Por Rosa María Sánchez de la Vega.
Madrid, a 21 de diciembre de 2025.
Nuestra recomendación de lectura de este mes nos traslada a la Roma de Julio César, pero también a nuestro propio tiempo. En Los tres mundos (Planeta), tercera entrega de su monumental saga, Santiago Posteguillo vuelve a las raíces del poder y de la política para recordarnos que la historia, a veces, solo cambia de escenario.
En tiempos de crispación política y discursos extremos, el autor de Yo, Julia y Roma soy yo reconstruye la figura del líder que cambió el destino de Occidente —el político que supo unir poder, estrategia y empatía— y la coloca frente al espejo del presente. Pero lo que late bajo cada página no es solo historia antigua, sino una mirada lúcida a nuestro tiempo: a la ambición, al liderazgo y a la creciente dificultad de dialogar sin destruirse.
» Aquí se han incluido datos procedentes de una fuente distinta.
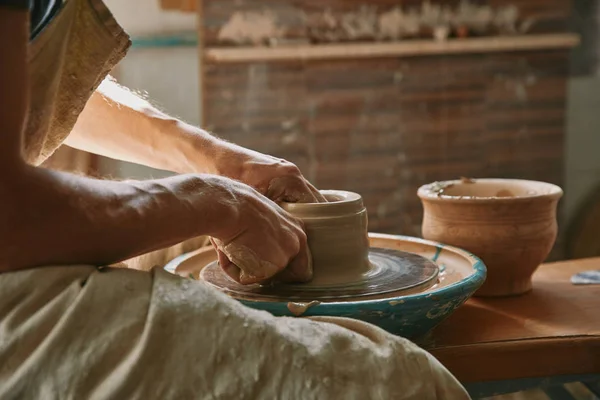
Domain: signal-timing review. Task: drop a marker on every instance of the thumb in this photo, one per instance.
(229, 268)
Posteguillo no escribe solo sobre Roma: escribe sobre nosotros. Sobre líderes que ya no pisan el terreno, que toman decisiones desde la distancia cómoda de los despachos; sobre cómo la política se ha vuelto una guerra sin adversarios visibles, donde la estrategia y la empatía ya no conviven. “Hoy las guerras se deciden desde despachos por ambiciones políticas y económicas, no pensando realmente contra quién se lucha”, afirma el escritor, y la frase resuena con inquietante vigencia. Basta mirar a nuestro alrededor —a las guerras que se retransmiten en directo o a las trincheras digitales de la polarización— para entender que su Roma no es pasado, sino advertencia.
El autor valenciano retrata a un Julio César más humano y más complejo que nunca: el estratega brillante que sabe perdonar, el político que entiende el poder como equilibrio, el padre que teme por su hija Julia mientras el mundo arde a su alrededor. “César no fue un dictador ni un genocida; perdonaba a sus enemigos y los incorporaba al Senado”, recuerda Posteguillo, desmontando la caricatura de un conquistador implacable. Su César no solo domina el arte de la guerra, sino también el de la reconciliación —un gesto que, en nuestros días, se confunde a menudo con debilidad.
Ese matiz, el del perdón político como forma de inteligencia, atraviesa toda la novela. Posteguillo utiliza la Roma republicana para reflejar el peligro de la división absoluta. “La historia demuestra que, cuando se enfatiza lo que nos separa en lugar de lo que nos une, las cosas acaban mal.” Es una advertencia que trasciende los siglos: la polarización no es nueva, pero siempre termina igual —con la ruptura de los consensos y el derrumbe de las instituciones. Su Roma es una metáfora del presente: un Estado poderoso, culto y sofisticado, que se consume por dentro al convertir el debate en una guerra civil de ideas.
Pero Los tres mundos no se limita a la lección moral o histórica. Posteguillo, que domina el ritmo narrativo con la precisión de un guionista y el pulso del novelista clásico, convierte la lectura en un viaje por Galia, Roma y Egipto: tres escenarios donde la estrategia militar, la intriga política y la pasión humana se entrelazan. Allí aparece también Cleopatra, personaje fascinante que —según confiesa el autor— se le “rebeló” y exigió protagonismo. “¿Quién soy yo, humilde juglar del siglo XXI, para negarle páginas a toda una Cleopatra?”, dice entre risas, consciente de que incluso los personajes históricos tienen vida propia cuando están bien escritos.
Entre batallas, pactos y traiciones, Posteguillo levanta una reflexión sobre el liderazgo y la condición humana. ¿Qué mueve a un hombre poderoso? ¿Qué queda de él cuando las victorias se apagan? En la mirada de César —más padre que conquistador, más político que tirano— el autor encuentra una respuesta que podría aplicarse a cualquier gobernante actual: el poder sin compasión conduce inevitablemente al desastre.
La novela, que culmina la “trilogía del ascenso”, prepara el terreno para la siguiente etapa de la saga: el poder absoluto y la caída. Pero más allá de su ambición literaria, Los tres mundos nos recuerda por qué Posteguillo es uno de los narradores más leídos de nuestro tiempo: porque logra que el pasado respire en el presente y que las grandes figuras del Imperio romano nos hablen de lo que somos hoy.
Su lectura es una inmersión en el origen de nuestras tensiones políticas y una invitación a recuperar algo tan antiguo como necesario: la empatía en medio del conflicto. Porque, como advierte el propio Posteguillo, la historia no se repite, pero rima. Y cada vez que la olvidamos, alguien vuelve a construir una guerra —real o simbólica— desde un despacho.
Los tres mundos no solo rescata a César: nos interpela a todos.